La Corte di Cassazione, sezione tributaria, con l’ordinanza n. 5750 depositata il 4 marzo 2024, intervenendo in tema di elusione fiscale, ha affermato che “… Non è evidenziato (né appare pertinente rispetto alla deduzione di utilizzo di fatture per operazioni oggettivamente inesistenti, che è una ipotesi di evasione fiscale) quale sarebbe il presupposto dell’elusione, né quale sarebbe la rilevanza e il contenuto delle dedotte triangolazioni. Quanto al coacervo indiziario valorizzato dalla sentenza impugnata vi è un oscuro riferimento a fatture attive e passive «speculari», seguito dal riferimento a fatture per lavori «ben descritti ma non eseguiti», a contratti di appalto «non sanciti dalla forma scritta prevista ad substantiam», a «comportamenti fiscali tutt’altro che corretti» e alla stipula di pagamenti simulati; complessivamente si assiste a un percorso logico incomprensibile (Cass., Sez. U., 7 aprile 2014, n. 8053), che non lascia intendere quali elementi di prova siano stati valutati al fine di ritenere provata la pretesa dell’Ufficio e quali elementi di prova, invece, siano stati ritenuti inattendibili in relazione alle deduzioni di parte contribuente, né quale fosse l’oggetto della prova del fatto ignoto tratto dagli elementi indiziari, se questo riguardasse (trattandosi di operazioni oggettivamente inesistenti) l’inesistenza delle operazioni sottostanti o anche altri fatti. …”

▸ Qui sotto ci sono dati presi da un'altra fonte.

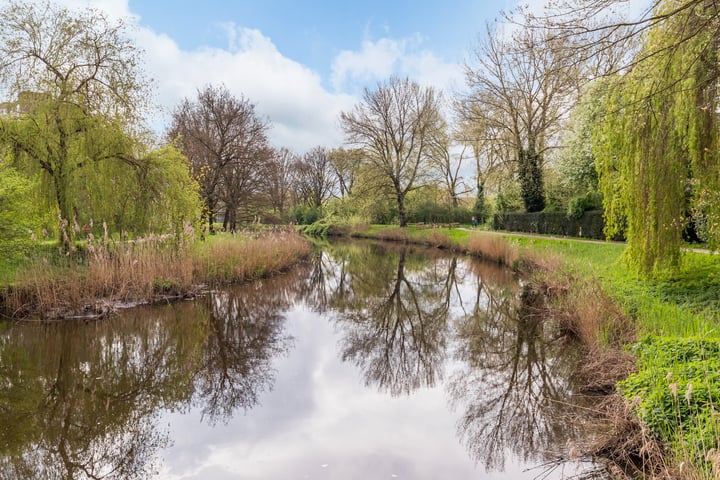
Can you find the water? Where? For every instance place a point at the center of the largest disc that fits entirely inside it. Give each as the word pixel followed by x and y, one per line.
pixel 369 361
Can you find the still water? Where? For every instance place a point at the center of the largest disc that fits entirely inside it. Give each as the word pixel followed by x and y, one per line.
pixel 369 361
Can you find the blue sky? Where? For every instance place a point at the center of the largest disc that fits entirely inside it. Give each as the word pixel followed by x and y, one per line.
pixel 300 62
pixel 315 32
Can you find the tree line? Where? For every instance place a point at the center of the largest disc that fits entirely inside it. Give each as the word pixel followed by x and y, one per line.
pixel 571 109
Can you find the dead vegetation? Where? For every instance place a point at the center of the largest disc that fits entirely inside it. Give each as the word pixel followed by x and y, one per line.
pixel 144 270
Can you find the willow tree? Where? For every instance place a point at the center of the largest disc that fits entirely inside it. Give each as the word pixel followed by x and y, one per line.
pixel 74 84
pixel 394 126
pixel 657 149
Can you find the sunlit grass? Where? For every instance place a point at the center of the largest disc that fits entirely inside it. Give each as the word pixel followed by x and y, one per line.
pixel 106 271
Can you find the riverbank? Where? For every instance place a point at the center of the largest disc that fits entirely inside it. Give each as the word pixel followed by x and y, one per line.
pixel 107 274
pixel 652 344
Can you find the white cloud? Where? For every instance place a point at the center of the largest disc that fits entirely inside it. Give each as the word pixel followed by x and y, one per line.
pixel 301 111
pixel 377 60
pixel 290 95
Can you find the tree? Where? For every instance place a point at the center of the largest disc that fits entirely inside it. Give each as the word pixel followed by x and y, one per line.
pixel 449 164
pixel 346 164
pixel 226 143
pixel 315 178
pixel 491 150
pixel 77 85
pixel 522 87
pixel 394 126
pixel 279 178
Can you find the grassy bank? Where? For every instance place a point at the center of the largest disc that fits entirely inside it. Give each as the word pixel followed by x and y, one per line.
pixel 106 272
pixel 654 341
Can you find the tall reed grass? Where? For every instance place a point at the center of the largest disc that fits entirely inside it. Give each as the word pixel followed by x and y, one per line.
pixel 153 267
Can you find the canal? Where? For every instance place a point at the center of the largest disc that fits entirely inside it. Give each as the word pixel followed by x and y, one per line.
pixel 369 361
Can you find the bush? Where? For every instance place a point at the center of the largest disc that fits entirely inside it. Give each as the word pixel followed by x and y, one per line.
pixel 577 206
pixel 435 213
pixel 306 215
pixel 678 384
pixel 589 225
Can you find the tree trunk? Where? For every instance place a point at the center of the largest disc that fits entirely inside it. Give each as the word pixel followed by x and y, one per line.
pixel 65 230
pixel 401 210
pixel 531 181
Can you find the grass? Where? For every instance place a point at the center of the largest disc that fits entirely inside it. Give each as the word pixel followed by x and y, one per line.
pixel 108 272
pixel 676 316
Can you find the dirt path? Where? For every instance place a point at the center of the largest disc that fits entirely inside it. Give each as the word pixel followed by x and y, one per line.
pixel 575 239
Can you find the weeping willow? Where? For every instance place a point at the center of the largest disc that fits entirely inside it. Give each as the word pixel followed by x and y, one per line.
pixel 657 147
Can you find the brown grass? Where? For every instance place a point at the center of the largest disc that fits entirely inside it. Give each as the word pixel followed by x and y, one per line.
pixel 439 240
pixel 629 445
pixel 143 270
pixel 495 249
pixel 231 260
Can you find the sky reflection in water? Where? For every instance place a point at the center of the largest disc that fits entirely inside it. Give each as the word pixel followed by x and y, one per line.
pixel 368 362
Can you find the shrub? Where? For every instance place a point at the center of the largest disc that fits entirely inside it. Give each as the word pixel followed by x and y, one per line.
pixel 577 206
pixel 590 224
pixel 305 214
pixel 678 387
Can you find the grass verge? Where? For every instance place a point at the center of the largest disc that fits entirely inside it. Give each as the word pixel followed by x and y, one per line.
pixel 151 268
pixel 664 420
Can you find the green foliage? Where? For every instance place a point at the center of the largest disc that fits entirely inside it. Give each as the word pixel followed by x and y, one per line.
pixel 306 214
pixel 20 217
pixel 576 167
pixel 530 176
pixel 508 200
pixel 577 206
pixel 678 387
pixel 657 148
pixel 589 225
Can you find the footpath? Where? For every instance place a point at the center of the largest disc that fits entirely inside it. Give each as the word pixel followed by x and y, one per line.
pixel 574 239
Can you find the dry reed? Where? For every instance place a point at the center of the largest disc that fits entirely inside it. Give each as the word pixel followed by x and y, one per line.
pixel 495 249
pixel 143 270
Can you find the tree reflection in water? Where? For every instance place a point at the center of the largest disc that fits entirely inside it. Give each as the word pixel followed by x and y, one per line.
pixel 513 386
pixel 393 313
pixel 82 400
pixel 402 313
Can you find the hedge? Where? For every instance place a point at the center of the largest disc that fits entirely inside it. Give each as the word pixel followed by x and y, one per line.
pixel 590 225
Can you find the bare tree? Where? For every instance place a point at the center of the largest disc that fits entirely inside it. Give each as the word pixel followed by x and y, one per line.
pixel 601 33
pixel 279 178
pixel 226 143
pixel 449 163
pixel 523 87
pixel 315 177
pixel 345 163
pixel 394 126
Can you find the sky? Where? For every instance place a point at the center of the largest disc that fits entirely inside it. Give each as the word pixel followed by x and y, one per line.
pixel 299 62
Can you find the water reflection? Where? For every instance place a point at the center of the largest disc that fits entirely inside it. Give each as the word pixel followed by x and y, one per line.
pixel 83 400
pixel 393 315
pixel 91 400
pixel 401 313
pixel 513 386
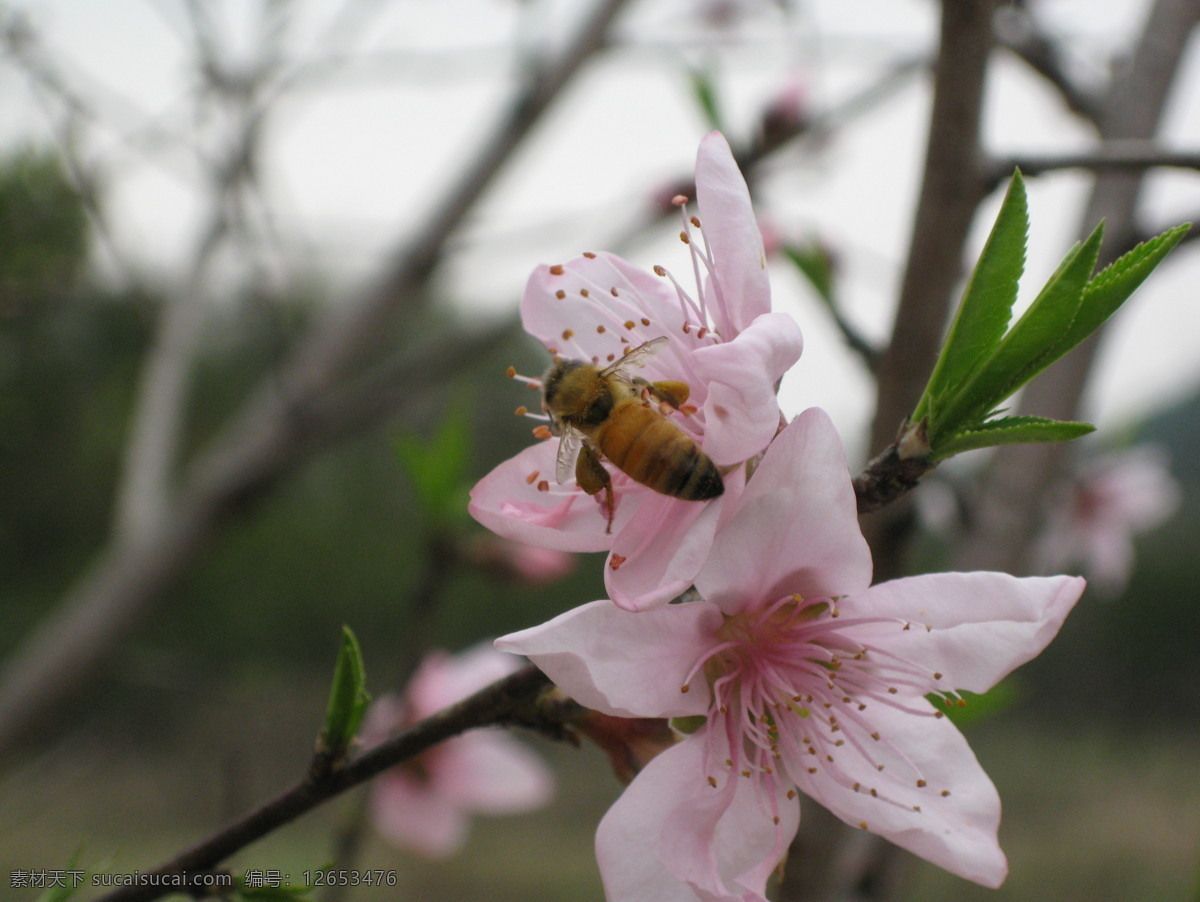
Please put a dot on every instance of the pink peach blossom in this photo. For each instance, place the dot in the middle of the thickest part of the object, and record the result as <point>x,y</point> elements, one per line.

La vicenda ha riguardato una società di persone ed i socio della stessa. Infatti alla società erano stati notificati due avvisi di accertamento per due periodi di imposta ed i correlati avvisi di accertamento per trasparenza per maggiori IRPEF e addizionali relativi ai soci, con cui si rideterminava il reddito della società e, conseguentemente, si recuperavano le maggiori imposte accerta e i capo alle società e ai soci, oltre sanzioni e accessori. Gli avvisi scaturivano da una verifica, dalla quale emergeva che la società contribuente aveva utilizzato fatture passive per operazioni oggettivamente inesistenti, con conseguente disconoscimento dei costi e della relativa detrazione IVA. La società contribuente, i soci e gli eredi di uno dei soci impugnavano gli avvisi di accertamento. I giudici di prime cure aditi accolsero le doglianze dei ricorrenti. Avverso la sentenza di primo grado l’Agenzia delle Entrate proponeva appello. I giudici di appello accolgono l’appello principale dell’Ufficio e ha rigettato l’appello incidentale dei contribuenti relativo alle spese processuali. Il giudice di appello ha ritenuto che l’operazione sia maturata in un «contesto evasivo-elusivo» comprovato dagli accertamenti della Gdf, dagli accertamenti bancari é «da comportamenti fiscali tutt’altro che corretti» che hanno evidenziato «triangolazioni fraudolente» poste in essere attraverso pagamenti simulati e dalla stipula di rapporti contrattuali di appalto non stipulati con forma scritta ab substantiam. I contribuenti impugnano la sentenza di secondo grado con ricorso in cassazione fondato su sei motivi.
I giudici di piazza Cavour accolgono il quarto motivo di ricorso; dichiarano assorbito il quinto motivo; rigettano nel resto il ricorso.
Per i giudici di legittimità la decisione dei giudici di appello risulta essere lacunosa, infatti la sentenza impugnata aveva ritenendo essere stata data prova di un «contesto evasivo-elusivo» sulla base degli accertamenti compiuti dalla GdF che avrebbero evidenziato «triangolazioni fraudolente». In realtà, per i giudici di legittimità, risulta assente il presupposto dell’elusione e nemmeno risulta precisato la rilevanza ed il contenuto delle dedotte triangolazioni.